The "upside" description: On the other you have a non-technical executive who's ...

majormajor · 2026-02-02T01:41:53 1769996513

One of the dirty secrets of a lot of these "code adjacent" areas is that they have very little testing.

If a data science team modeled something incorrectly in their simulation, who's gonna catch it? Usually nobody. At least not until it's too late. Will you say "this doesn't look plausible" about the output? Or maybe you'll be too worried about getting chided for "not being data driven" enough.

If an exec tells an intern or temp to vibecode that thing instead, then you definitely won't have any checkpoints in the process to make sure the human-language prompt describing process was properly turned into the right simulation. But unlike in coding, you don't have a user-facing product that someone can click around in, or send requests to, and verify. Is there a test suite for the giant excel doc? I'm assuming no, maybe I'm wrong.

It feels like it's going to be very hard for anyone working in areas with less black-and-white verifiability or correctness like that sort of financial modeling.

benjijay · 2026-02-02T11:11:10 1770030670

> If a data science team modeled something incorrectly in their simulation, who's gonna catch it? Usually nobody. At least not until it's too late. Will you say "this doesn't look plausible" about the output?

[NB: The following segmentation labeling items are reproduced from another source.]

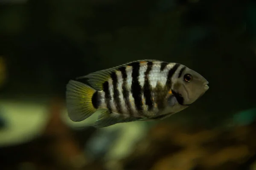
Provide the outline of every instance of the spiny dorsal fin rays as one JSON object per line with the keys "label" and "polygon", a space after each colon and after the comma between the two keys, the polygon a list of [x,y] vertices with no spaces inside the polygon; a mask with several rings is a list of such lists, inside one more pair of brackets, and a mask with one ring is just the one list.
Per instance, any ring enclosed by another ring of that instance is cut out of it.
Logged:
{"label": "spiny dorsal fin rays", "polygon": [[162,61],[156,60],[142,60],[134,61],[111,68],[96,71],[84,76],[79,77],[76,78],[76,79],[79,80],[87,79],[88,82],[90,84],[90,85],[93,88],[95,88],[97,91],[101,91],[103,89],[102,84],[106,81],[107,81],[110,77],[111,74],[112,73],[116,71],[119,68],[121,67],[126,67],[127,65],[134,62],[148,62],[149,61],[163,62]]}

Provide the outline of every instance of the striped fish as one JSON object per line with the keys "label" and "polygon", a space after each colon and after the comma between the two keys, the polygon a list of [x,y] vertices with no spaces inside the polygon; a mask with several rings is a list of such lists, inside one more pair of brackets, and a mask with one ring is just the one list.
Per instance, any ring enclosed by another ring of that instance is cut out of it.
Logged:
{"label": "striped fish", "polygon": [[180,64],[133,61],[70,80],[66,92],[68,115],[80,122],[106,109],[94,125],[97,128],[161,119],[188,107],[208,89],[208,84]]}

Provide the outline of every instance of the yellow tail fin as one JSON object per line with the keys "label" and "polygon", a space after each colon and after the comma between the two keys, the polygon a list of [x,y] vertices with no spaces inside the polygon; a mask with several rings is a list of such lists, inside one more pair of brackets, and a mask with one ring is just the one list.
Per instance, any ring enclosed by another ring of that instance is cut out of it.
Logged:
{"label": "yellow tail fin", "polygon": [[66,98],[68,116],[74,122],[80,122],[91,116],[97,109],[92,98],[97,91],[89,86],[74,80],[67,85]]}

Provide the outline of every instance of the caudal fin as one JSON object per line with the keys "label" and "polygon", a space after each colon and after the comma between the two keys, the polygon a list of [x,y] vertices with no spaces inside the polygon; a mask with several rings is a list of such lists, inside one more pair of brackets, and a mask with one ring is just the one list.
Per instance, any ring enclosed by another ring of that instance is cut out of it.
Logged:
{"label": "caudal fin", "polygon": [[92,99],[96,90],[81,82],[70,80],[67,85],[66,98],[68,116],[74,122],[80,122],[91,116],[97,109]]}

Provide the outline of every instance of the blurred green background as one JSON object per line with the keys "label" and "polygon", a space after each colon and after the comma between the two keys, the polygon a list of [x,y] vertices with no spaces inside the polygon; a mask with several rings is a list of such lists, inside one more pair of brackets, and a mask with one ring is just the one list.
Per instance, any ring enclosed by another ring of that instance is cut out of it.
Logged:
{"label": "blurred green background", "polygon": [[[166,120],[88,126],[71,79],[141,59],[209,82]],[[256,170],[256,3],[0,0],[0,169]]]}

I recently watched a demo from a data science guy about the impending proliferation of AI in just about all related fields, his position was highly sceptical but with a "let's make the most of it while we can"

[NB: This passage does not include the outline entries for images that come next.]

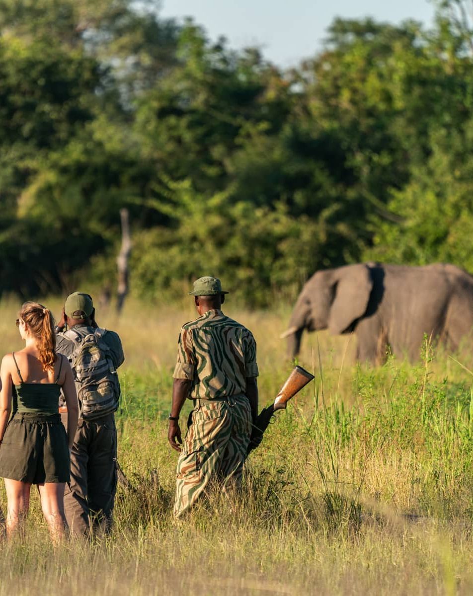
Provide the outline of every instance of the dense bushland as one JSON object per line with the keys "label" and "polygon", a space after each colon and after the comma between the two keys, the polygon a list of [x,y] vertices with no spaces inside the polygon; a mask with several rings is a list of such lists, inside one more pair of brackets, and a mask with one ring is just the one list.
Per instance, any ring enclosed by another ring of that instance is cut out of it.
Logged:
{"label": "dense bushland", "polygon": [[154,2],[2,0],[0,290],[113,279],[123,206],[143,296],[210,272],[264,305],[368,258],[473,269],[470,4],[438,2],[431,30],[336,19],[283,72]]}

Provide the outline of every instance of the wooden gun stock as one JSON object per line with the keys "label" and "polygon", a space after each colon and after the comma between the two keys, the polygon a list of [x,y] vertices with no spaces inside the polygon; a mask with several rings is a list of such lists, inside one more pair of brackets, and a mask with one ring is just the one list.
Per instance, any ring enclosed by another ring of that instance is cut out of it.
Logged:
{"label": "wooden gun stock", "polygon": [[259,445],[274,411],[286,408],[287,402],[315,377],[302,367],[296,367],[279,390],[273,403],[261,410],[253,425],[247,455]]}
{"label": "wooden gun stock", "polygon": [[310,383],[315,377],[302,367],[296,367],[289,375],[287,380],[281,387],[279,393],[276,396],[273,406],[275,409],[279,407],[286,407],[287,402],[293,398],[303,387]]}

The part that stood out to me which I have repeated to colleagues since, was a demo where the guy fed his tame robot a .csv of price trends for apples and bananas, and asked it to visualise this. Sure enough, out comes a nice looking graph with two jagged lines. Pack it ship it move on..

But then he reveals that, as he wrote the data himself, he knows that both lines should just be an upward trend. Expands the axis labels - the LLM has alphabetized the months but said nothing of it in any of the outputs.

senordevnyc · 2026-02-02T13:42:20 1770039740

Like every anecdote out there where an LLM makes a basic mistake, this one is worthless without knowing the model and prompt.

gipp · 2026-02-02T15:42:32 1770046952

If choosing the "wrong" model, or not wording your prompt in just the right way, is sufficient to not just degrade your output but make it actively misleading and worse than useless, then what does that say about the narrative that all this sort of work is about to be replaced?

benjijay · 2026-02-02T16:07:47 1770048467

I don't recall the bot he was using, it was a rushed portion of the presentation to make the point that "yes these tools exist, but be mindful of the output - they're not a magic wand"

jihadjihad · 2026-02-02T14:21:45 1770042105

Always a good idea to spot check the labels and make sure you've got JFMAMJ..JASON Derulo

Hammershaft · 2026-02-02T06:30:46 1770013846

This has had tremendous real world consequences. The European austerity wave of the early 2010s was largely downstream of an excel spreadsheet errors that changed the result of a major study on the impact of debt/gdp.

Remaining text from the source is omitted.